It's tense frustration, really; at best, anxiety. The feeling is familiar to most people who have played a single-player computer RPG recently. Leading your party down a dark and mysterious cavern, your finger is poised over F2 or F5 or whatever button quicksaves. Every so often, you tap the button, watch a progress bar move, the action pauses for a moment, and then you get back to the tunnel. Suddenly, a spike thrusts up from the floor. Your wizard is dead. So it's F3 or F7, a longer pause - "LOADING" emblazoned on the screen - a hang in the music, and then the wizard's alive again, a few feet farther back. Perhaps you're wondering how your versions of the indomitable Conan, Gandalf and Robin of Locksley started dying faster than Dirk the Daring. More likely, though, you're just muttering about why developers can't find a way to speed up quickloading. It's supposed to be quick, after all.

The Problem
Consider the following pieces of sage advice. IGN.com warns Oblivion players: "You'll want to save a lot ... since things can quickly go wrong. The game occasionally autosaves, but you'll need to stay conscious to save as often as possible." UHS's fourth general hint for Baldur's Gate II cries, "SAVE OFTEN! You'll probably die quite a bit." The definitive BGII walkthrough on GameFAQs elaborates that there are three times the player should save: when you win a battle, when you rest and "everywhere else." After all, "you never know when you will go to a new area, have your best warrior charmed, and have half your party killed." To be safe, use 10 save slots! The same warnings abound for Fallout 1 and 2, or for any other contemporary Western cRPG .

This "hardcore" aspect of Western RPGs is often treated as a badge of honor, as though the frequency of death is equated with challenge. Games with low death rates coddle the player; they invite "newbies" and "idiots" and "crybabies" whose presence in the target demographic will surely lead to a dumbing down of the game's story and gameplay. Killing the player ensures consequences for failure; it adds tension; it ensures that combat does not become the sort of mindless grind endemic to Japanese RPGs and MMOGs. Or so the theory goes.

In fact, this theory doesn't hold water. When the only consequence of failure is death, and death is instantly undone by loading a saved game, failure becomes nothing more than a minor, meaningless inconvenience.

"Death is Different"
Outside of computer games, it is usually taken for granted that death is the ultimate sanction. In the beginning, RPGs took this lesson to heart: For pen and paper (P&P) games, death was rare and seldom "true" (raising or resurrection was usually just around the corner), and penalties more often took the form of attribute reductions, broken items, curses and the like. This is still true for P&P games today; the 3.5 Edition of the Dungeons & Dragons DM Manual describes the death of the entire party as "rare" and notes that it should be used to create new gameplay opportunities, such as having a band of NPCs revive the party and place the heroes in their debt, or letting the players roll temporary characters to retrieve their principal team's bodies for resurrection. Only in the extremely rare case should the PCs' adventure end for good.
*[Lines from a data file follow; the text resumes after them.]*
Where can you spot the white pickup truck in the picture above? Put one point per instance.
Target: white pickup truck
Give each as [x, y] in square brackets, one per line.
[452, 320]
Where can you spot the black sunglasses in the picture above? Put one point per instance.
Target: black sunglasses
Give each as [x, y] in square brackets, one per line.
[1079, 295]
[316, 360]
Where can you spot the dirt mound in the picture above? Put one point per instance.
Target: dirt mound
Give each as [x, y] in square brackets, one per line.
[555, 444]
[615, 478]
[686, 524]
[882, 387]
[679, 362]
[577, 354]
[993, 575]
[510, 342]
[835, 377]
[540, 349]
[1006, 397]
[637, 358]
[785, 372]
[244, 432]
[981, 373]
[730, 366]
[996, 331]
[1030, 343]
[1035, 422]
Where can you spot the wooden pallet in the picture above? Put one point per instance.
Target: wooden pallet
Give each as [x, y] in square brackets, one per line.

A good DM would usually find a way to penalize a player for his failure without killing him; after all, killing too many characters often left a DM without anyone to play with. So, when Eric the Brave failed at his roll to jump across a chasm, usually he would end up with broken legs (how will we get him out?) or trapped in a scorpion den (can he fend them off until rescued?) or something of the sort.